Pentest Methodology & Recon · beginner · ~12 min

Authorization, scope, and rules of engagement

Explain why written authorization and scope come before any testing — and what they contain.

Overview

Before any testing: written authorization, a defined scope (assets in play), rules of engagement (allowed/forbidden methods), a time window, and stop conditions. Out-of-scope means off-limits, always.

Why it matters

Authorization is the only thing that makes the work legal. Scope and RoE protect you, the client, and uninvolved third parties. Getting this wrong turns a professional engagement into a crime.

Core concepts

Authorization letter. Signed permission from the asset owner. Scope. Exact in-bounds assets; everything else is forbidden. Rules of Engagement. Permitted/forbidden techniques, data handling, contacts. Stop conditions. When to halt immediately. Scope discipline.

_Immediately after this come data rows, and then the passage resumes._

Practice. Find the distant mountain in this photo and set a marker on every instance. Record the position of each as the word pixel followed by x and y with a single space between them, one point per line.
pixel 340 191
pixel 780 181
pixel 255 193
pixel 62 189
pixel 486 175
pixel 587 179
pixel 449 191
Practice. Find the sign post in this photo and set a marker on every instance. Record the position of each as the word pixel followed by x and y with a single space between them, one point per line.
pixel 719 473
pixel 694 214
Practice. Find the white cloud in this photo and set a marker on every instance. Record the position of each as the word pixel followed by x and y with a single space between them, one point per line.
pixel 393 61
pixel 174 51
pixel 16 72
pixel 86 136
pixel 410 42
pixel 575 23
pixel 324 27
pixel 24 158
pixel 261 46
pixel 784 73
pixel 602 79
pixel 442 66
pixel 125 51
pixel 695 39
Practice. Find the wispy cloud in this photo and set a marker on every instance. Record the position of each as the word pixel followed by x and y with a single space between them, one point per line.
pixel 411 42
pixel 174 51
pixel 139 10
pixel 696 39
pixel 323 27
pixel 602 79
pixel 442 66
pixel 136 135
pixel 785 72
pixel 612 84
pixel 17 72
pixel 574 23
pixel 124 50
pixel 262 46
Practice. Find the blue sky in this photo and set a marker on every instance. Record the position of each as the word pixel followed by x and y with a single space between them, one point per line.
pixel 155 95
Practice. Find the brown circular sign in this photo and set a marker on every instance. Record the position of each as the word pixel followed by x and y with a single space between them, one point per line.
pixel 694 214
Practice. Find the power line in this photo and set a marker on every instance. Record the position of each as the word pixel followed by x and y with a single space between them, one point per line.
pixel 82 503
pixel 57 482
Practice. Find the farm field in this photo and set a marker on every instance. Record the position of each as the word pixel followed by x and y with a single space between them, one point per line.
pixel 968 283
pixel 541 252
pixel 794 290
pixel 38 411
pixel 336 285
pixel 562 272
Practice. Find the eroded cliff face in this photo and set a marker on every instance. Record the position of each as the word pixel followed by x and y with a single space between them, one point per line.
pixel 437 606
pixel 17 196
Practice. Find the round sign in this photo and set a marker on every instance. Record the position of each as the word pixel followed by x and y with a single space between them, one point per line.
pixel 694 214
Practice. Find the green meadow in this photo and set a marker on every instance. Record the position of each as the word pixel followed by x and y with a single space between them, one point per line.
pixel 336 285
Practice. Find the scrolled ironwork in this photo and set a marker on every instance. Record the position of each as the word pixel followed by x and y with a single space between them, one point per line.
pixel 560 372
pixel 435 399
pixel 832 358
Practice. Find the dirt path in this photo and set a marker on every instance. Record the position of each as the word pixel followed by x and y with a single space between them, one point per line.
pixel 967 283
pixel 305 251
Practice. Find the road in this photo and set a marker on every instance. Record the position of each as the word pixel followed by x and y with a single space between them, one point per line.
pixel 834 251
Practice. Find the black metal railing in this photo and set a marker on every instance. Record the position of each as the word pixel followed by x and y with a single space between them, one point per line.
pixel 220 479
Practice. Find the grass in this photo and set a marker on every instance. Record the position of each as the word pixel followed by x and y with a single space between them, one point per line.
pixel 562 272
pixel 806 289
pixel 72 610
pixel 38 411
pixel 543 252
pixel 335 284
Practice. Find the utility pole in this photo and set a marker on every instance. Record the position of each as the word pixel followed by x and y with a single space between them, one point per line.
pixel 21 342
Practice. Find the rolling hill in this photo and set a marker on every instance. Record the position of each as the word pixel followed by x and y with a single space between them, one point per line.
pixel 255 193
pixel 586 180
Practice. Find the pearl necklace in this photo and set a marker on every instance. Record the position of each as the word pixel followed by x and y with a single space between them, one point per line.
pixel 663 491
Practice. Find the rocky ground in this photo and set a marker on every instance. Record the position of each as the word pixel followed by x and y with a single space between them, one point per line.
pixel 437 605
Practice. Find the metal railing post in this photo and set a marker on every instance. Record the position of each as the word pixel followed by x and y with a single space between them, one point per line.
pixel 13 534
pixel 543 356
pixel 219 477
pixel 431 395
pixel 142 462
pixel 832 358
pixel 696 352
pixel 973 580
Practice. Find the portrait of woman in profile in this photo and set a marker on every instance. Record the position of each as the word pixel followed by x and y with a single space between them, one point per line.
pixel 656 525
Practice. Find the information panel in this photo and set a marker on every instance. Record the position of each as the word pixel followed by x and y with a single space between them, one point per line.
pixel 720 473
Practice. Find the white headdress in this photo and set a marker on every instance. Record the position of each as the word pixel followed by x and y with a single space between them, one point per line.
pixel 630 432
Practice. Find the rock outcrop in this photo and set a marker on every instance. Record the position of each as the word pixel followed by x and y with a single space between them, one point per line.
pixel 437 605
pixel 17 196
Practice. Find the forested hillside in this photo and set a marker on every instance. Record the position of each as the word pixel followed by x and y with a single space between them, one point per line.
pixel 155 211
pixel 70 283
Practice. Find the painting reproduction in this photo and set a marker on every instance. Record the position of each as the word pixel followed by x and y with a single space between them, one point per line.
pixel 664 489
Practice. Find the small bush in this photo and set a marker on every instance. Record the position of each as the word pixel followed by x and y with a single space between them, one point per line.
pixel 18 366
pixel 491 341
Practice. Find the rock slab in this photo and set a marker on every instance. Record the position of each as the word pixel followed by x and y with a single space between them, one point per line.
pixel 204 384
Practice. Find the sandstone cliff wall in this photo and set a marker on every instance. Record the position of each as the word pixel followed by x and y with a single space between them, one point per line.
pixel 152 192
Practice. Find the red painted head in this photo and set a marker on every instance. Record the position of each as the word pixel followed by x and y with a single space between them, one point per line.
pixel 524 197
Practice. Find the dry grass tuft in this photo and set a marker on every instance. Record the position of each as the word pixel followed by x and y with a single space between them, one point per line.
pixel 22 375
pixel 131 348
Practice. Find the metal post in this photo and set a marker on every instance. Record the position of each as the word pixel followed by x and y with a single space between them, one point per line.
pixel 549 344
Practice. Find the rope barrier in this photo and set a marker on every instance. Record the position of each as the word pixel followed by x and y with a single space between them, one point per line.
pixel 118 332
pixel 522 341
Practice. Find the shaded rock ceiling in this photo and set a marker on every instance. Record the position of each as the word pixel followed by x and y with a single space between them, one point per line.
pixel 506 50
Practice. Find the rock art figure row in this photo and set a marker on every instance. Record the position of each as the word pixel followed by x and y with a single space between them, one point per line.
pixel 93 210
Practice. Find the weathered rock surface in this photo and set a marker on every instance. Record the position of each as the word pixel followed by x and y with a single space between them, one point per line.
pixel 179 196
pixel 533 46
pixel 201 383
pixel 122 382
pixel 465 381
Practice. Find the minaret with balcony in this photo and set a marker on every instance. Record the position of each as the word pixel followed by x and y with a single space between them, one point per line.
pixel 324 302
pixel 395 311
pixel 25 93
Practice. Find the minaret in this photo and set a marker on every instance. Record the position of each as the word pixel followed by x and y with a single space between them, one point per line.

Reachable ≠ in scope.

Lesson

The single thing that separates a penetration tester from a criminal is written authorization. Everything technical in this course is worthless — and illegal — without it.

The paperwork that must exist first

  • Authorization / "get out of jail" letter — signed permission from someone who owns the systems, naming what you may test and when.
  • Scope — the exact assets in play: IP ranges, domains, applications, accounts. Anything not listed is out of scope and off-limits.
  • Rules of Engagement (RoE) — how you test: allowed techniques, forbidden ones (e.g. no DoS, no social engineering unless agreed), data-handling rules, and a point of contact.
  • Time window — start/end dates and allowed hours (some tests must run off-peak).
  • Emergency contacts & stop conditions — who to call if something breaks, and when to halt immediately.

Scope discipline

If a juicy server appears that's not in scope, you do not touch it — you note it and ask. "It was reachable" is never a defence. Scope creep is both an ethical and a legal line.

Why this is lesson one

Skilled testing on an unauthorized system is a crime in essentially every jurisdiction. The labs in this course are local toys and loopback fixtures precisely so you can practise technique without ever needing — or risking — real-world authorization.

Summary

No engagement starts without signed authorization, an explicit scope, and rules of engagement. Reachable is not the same as authorized. This is the foundation every later technique rests on.